June 10, 2014 — The Supreme Court's pending ruling this month on challenges to the federal contraceptive coverage rules raises "the question as to why women need to go to the Supreme Court to gain access to their own privacy," Brenda Thomas, CEO of the Arizona Family Health Partnership, writes in an opinion piece for the Arizona Republic.
Thomas notes that the court in 1965 determined that "an 1879 Connecticut law prohibiting the use of contraception was unconstitutional on the grounds that it violated the 'right to marital privacy.'" Later Supreme Court decisions "expanded this 'fundamental right to privacy' to unmarried couples and ultimately led to the Roe vs. Wade decision in 1973," Thomas writes.
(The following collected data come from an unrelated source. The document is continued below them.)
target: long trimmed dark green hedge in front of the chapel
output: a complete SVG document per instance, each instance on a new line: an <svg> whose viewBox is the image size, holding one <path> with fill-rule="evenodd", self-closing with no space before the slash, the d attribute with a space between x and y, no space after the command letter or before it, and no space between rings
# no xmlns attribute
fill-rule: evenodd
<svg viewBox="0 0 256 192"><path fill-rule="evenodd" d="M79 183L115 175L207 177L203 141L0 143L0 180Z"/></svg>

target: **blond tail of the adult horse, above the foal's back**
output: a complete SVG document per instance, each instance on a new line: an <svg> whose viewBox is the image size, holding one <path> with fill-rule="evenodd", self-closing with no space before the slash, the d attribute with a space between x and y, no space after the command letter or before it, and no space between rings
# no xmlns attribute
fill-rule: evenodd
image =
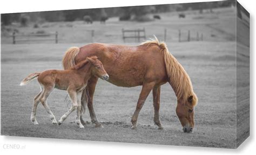
<svg viewBox="0 0 256 155"><path fill-rule="evenodd" d="M72 47L66 51L66 53L62 59L62 65L65 70L70 69L76 65L75 58L76 58L77 54L79 53L79 51L80 51L80 48L78 48L78 47Z"/></svg>

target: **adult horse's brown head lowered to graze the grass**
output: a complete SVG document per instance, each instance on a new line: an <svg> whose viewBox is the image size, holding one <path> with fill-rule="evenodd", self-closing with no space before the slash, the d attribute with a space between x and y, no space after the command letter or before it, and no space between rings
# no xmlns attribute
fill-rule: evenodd
<svg viewBox="0 0 256 155"><path fill-rule="evenodd" d="M176 113L184 132L192 132L194 128L194 106L198 102L197 96L189 96L186 100L178 99Z"/></svg>

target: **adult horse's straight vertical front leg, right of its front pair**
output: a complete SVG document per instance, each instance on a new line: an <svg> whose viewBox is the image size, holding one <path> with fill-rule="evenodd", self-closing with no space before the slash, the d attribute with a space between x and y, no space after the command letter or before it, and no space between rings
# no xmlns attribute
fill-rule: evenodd
<svg viewBox="0 0 256 155"><path fill-rule="evenodd" d="M158 126L158 129L163 129L159 119L160 90L161 90L161 86L153 88L154 124Z"/></svg>

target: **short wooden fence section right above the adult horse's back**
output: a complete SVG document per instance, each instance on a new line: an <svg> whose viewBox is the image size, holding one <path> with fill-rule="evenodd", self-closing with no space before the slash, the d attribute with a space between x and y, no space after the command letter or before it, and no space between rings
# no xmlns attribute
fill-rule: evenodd
<svg viewBox="0 0 256 155"><path fill-rule="evenodd" d="M140 38L146 39L146 31L143 29L134 29L134 30L124 30L122 29L123 40L125 42L126 38L135 38L135 41L140 42ZM127 35L129 33L130 35Z"/></svg>

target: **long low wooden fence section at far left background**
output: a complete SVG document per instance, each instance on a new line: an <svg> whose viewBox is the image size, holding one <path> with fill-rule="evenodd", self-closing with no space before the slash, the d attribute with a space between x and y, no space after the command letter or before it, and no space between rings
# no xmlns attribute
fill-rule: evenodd
<svg viewBox="0 0 256 155"><path fill-rule="evenodd" d="M12 33L12 44L18 42L37 42L37 41L55 41L58 43L58 32L55 33L29 33L29 34L16 34Z"/></svg>

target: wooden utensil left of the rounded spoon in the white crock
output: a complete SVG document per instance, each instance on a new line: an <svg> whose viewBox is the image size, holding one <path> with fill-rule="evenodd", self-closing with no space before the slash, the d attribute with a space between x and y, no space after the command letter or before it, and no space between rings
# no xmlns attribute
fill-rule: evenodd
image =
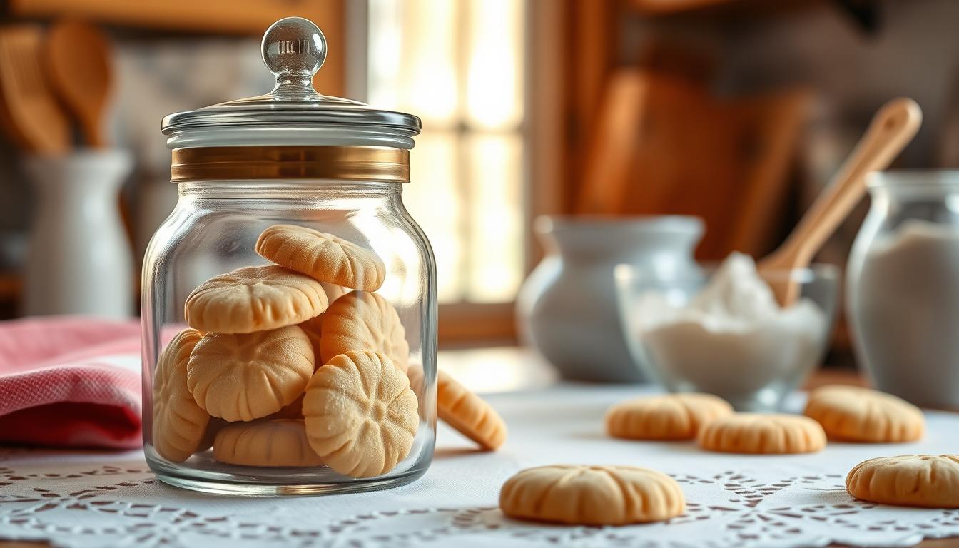
<svg viewBox="0 0 959 548"><path fill-rule="evenodd" d="M12 140L25 150L58 154L70 146L66 116L40 67L42 33L35 26L0 30L2 120Z"/></svg>

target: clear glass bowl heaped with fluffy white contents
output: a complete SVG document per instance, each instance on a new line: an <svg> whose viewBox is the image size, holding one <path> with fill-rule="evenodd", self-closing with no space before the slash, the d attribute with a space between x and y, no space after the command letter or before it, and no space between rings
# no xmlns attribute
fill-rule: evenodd
<svg viewBox="0 0 959 548"><path fill-rule="evenodd" d="M800 298L780 306L769 281L791 279ZM697 271L616 269L622 325L637 367L672 392L714 393L739 411L779 409L830 340L838 269L758 272L732 253Z"/></svg>

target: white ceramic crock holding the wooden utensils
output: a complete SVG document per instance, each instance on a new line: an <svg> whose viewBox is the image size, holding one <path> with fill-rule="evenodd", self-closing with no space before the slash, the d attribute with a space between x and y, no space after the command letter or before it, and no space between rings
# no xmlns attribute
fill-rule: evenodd
<svg viewBox="0 0 959 548"><path fill-rule="evenodd" d="M122 150L32 155L36 209L24 270L30 316L133 313L133 263L118 193L132 168Z"/></svg>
"Today, contraception is basic preventive health care for women with strong support from the American public," Thomas continues, noting that research has shown that 99% of U.S. women use contraception at some point in their life.
"Already, the [Affordable Care Act (PL 111-148)] requirement being challenged has helped more than 27 million women access affordable contraception and other vital preventive health care," Thomas writes, adding that "now that the ACA has knocked down the 'cost barrier' that has affected how women choose the best method for them, the Supreme Court should not erect another and clear the path so women no longer have to ask someone else's permission for their rights and privacy" (Thomas, Arizona Republic, 6/9).